A centralização seria positiva para dar critérios claros e verificáveis, de modo que as requisições administrativas, se necessárias, sejam voltadas às regiões mais afetadas pela pandemia de coronavírus.

“É cedo para definir as ações políticas futuras. Mas vamos fazer contato com os Procons estaduais sobre eventuais excessos e nós, como Senacon, vamos levar o fato ao ministro Sérgio Moro. Dessa forma, ele tem condições de acionar o gabinete de crise para uma articulação política sobre o tema. E, formalmente, para obtermos os número de requisições, o que está chegando de forma episódica, precisamos notificar para ter o balanço”, explicou o secretário Nacional do Consumidor. 

A Secretaria também estuda flexibilizar as regras do SAC das empresas para que estas não sejam multadas, já que muitos desses centros estão impedidos de funcionar, além da análise da interferência da livre iniciativa, ainda que em tempos de crise, tendo em vista justamente o desabastecimento. 
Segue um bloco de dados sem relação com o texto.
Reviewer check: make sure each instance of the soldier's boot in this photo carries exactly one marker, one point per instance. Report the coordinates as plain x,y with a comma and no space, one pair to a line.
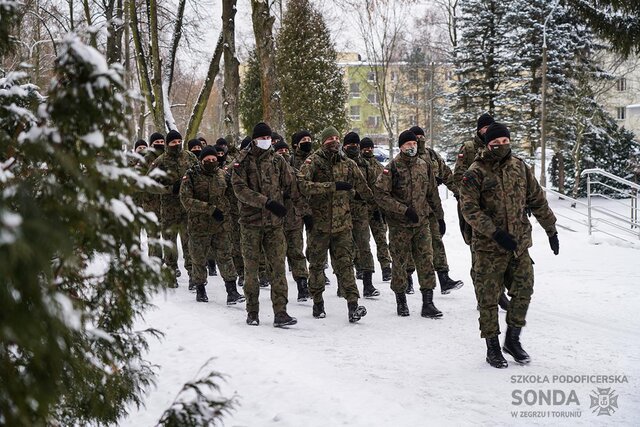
513,347
252,318
428,308
447,284
401,304
494,355
503,302
283,319
233,296
318,310
201,294
409,289
356,312
386,274
303,289
368,289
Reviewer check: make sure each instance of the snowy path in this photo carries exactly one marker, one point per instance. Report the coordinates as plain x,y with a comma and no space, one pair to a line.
584,320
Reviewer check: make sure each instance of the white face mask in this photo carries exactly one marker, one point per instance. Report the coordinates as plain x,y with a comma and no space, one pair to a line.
265,144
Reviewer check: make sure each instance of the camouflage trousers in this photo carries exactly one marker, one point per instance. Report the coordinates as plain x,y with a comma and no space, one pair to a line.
407,244
379,232
269,241
340,247
492,271
295,256
217,245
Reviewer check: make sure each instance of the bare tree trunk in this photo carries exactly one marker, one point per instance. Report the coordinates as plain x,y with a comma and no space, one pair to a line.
231,89
265,48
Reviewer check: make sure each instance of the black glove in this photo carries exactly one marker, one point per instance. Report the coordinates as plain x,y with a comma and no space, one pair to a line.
218,215
176,187
308,222
412,215
555,244
276,208
505,240
343,186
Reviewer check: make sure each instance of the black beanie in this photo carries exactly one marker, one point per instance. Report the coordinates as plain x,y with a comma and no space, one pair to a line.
261,129
155,136
484,120
208,151
351,138
173,134
366,142
417,130
406,136
496,130
193,142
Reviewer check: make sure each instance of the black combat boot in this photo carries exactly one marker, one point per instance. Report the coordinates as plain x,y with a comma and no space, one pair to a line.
303,289
447,284
386,274
252,318
201,294
283,319
494,355
428,309
356,312
233,296
513,347
410,290
401,304
318,310
368,289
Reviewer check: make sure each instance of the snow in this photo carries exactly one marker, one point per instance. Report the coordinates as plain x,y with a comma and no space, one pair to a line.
387,370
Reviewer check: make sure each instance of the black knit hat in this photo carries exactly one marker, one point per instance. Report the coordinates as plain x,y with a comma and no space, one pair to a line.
366,142
406,136
172,135
261,129
194,142
351,138
155,136
417,130
208,151
484,120
496,130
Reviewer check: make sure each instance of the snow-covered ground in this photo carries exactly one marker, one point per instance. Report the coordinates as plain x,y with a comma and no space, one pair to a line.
583,324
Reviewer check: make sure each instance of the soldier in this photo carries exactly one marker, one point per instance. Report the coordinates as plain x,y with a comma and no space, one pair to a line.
360,220
494,193
259,180
408,193
174,163
293,234
438,228
202,195
326,178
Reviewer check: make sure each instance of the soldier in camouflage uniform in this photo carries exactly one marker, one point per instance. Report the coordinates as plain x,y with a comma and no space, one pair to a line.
202,195
377,224
494,193
174,163
360,210
327,178
260,178
408,193
438,227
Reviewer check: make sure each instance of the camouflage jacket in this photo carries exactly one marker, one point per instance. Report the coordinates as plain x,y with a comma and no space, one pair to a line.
258,176
408,182
494,195
331,209
200,194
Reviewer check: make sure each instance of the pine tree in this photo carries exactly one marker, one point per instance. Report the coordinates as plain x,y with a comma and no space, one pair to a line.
313,91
Na última sexta-feira (20/3), as pastas da Justiça e da Economia divulgaram também nota técnica com orientações para o Sistema Nacional de Defesa do Consumidor. O documento é um guia para exame de abusos na elevação dos preços dos diversos produtos e serviços que podem ser afetados em virtude da pandemia do coronavírus.

Os ministérios ressaltam que, desde a confirmação do primeiro caso no país, houve aumento na procura por produtos que possam prevenir a infecção, aumentando a demanda sem que as pessoas estivessem preparadas para ofertar o suficiente, o que causou aumento de preços de produtos.